Rugby league, like much of the world, endured a strange and difficult 2021. The pandemic, outside the game’s control, saw the game moved to Queensland and the first grand final take place outside Sydney. Mid-season rule changes and short-lived crackdowns sent the game spinning like a flipped car careening down a cliff. A great grand final can cure all ills though and that is exactly what the game got though with a classic finale that saw Penrith crowned premiers in a 14-12 victory over a gallant South Sydney.
Rugby league’s enduring strength is that the game itself is so brilliant, compelling and brutal that it can overcome the drama, hysteria and incompetence that so often surrounds it. There was no better example of that than Sunday night’s decider that ranks right up there with the finest of the NRL era.
Great grand finals are remembered for their defining moments. Cody Walker’s heroic run where he sliced through the Panthers defence with a sharp burst and a vicious fend on his way to a try had him earmarked as a hero. Walker’s intercept pass that saw Penrith winger Stephen Crichton race away to score deep into the second half was the turning point, an all-or-nothing play that was destined to lead to points at one end or the other. Adam Reynolds’ missed sidelined conversion with six minutes remaining, South Sydney’s hopes and dreams sitting on the boot of the club’s greatest ever pointscorer in his final game in the cardinal and myrtle.
For Penrith though success was not built on a highlight play but on a rigid discipline and deep patience. Clive Churchill medal winner Nathan Cleary was relentlessly brilliant with his kicking game, suffocating South Sydney with precision and smarts. The Panthers were not going to beat themselves and they were not going to give South Sydney opportunities.
In a year that appeared to represent a seismic shift in what rugby league looked like thanks to some ill-considered rule changes and a mid-season evangelical blitz on high tackles that saw both points and dismissals in the form of the send off and the sin bin reach modern record heights, nothing did in fact change in the end.
The rule changes were duly wound back during the finals – as everyone expected they would be – with the six-again rule that was feverishly enforced early in the season mostly ignored. Player welfare concerns about any contact with the head were seemingly no longer important once the finals could be sniffed.


If there is one certainty in rugby league though it is that, at its core, the game returns to its true self on the biggest stages. The posturing ends. Referees swallow their whistles. Hard lines become soft. Defence reigns supreme. The gladiatorial nature of the game comes to the fore.
It has long been accepted that more often than not, grand final success is built on defence. The Panthers were the top defensive side all season, conceding 12 points or fewer in 19 of their 28 games. They conceded just 24 points in their last three finals games.

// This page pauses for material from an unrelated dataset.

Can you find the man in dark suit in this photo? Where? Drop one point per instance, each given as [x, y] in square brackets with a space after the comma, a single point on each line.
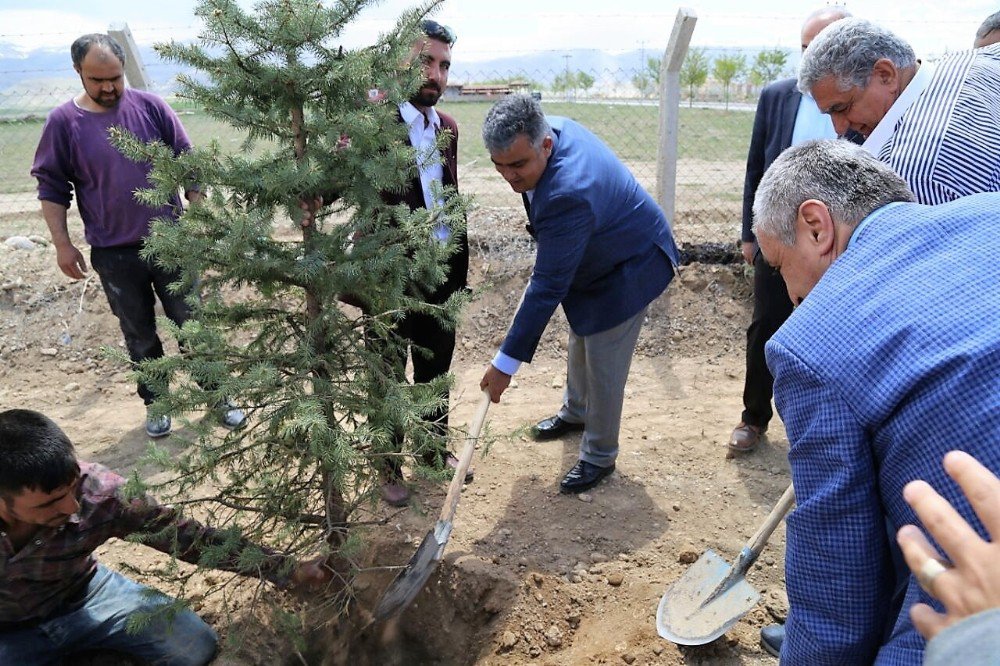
[784, 118]
[431, 342]
[605, 251]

The change in officiating no doubt suited Penrith and it is a credit to coach Ivan Cleary that the Panthers managed to use the new rules to their advantage better than any other team. While late-tackle set restarts were almost non-existent in the finals, referees were more than happy to blow them on the first tackle and Penrith were more than happy to concede them. It is a loophole that the Panthers took full advantage of, at almost no cost, allowing them to start a defensive stand with a set defensive line. The referees were helpless. They could no longer blow a penalty. It was tremendous coaching that proved critical in the grand final.
For Cleary Snr, the premiership victory was, of course, a dream fulfilled, the culmination of a life of sweat and stress and work and hope. He will also have taken much satisfaction after his return to the club three seasons ago came amidst much controversy. Those associated with the Wests Tigers will never forgive him for his departure. And his return to the Panthers seemed to come with a caveat that the architect of this Penrith run – and the man who sacked Cleary in the first place – Phil Gould would have to leave. Such circumstances come at a personal cost so when they result in success, it does make them all worthwhile.
Gould, despite his messy departure from Penrith, is another who will take great satisfaction from the win. He not only laid the foundations for this Penrith premiership but demonstrated that clubs can build premierships from the inside. The premiership will be somewhat bittersweet for Gould, but he can be incredibly proud that the Panthers won a title on his design that very much returned the team to the Penrith way.
There was something refreshing about this premiership. The Panthers won with their own. They did it playing a brand of rugby league that prized perfection. They were well coached. They executed. They played team-first. No premiership is ever forgotten but some are elevated, holding a more special place in the hearts of both fans and the game. This is one of those premierships.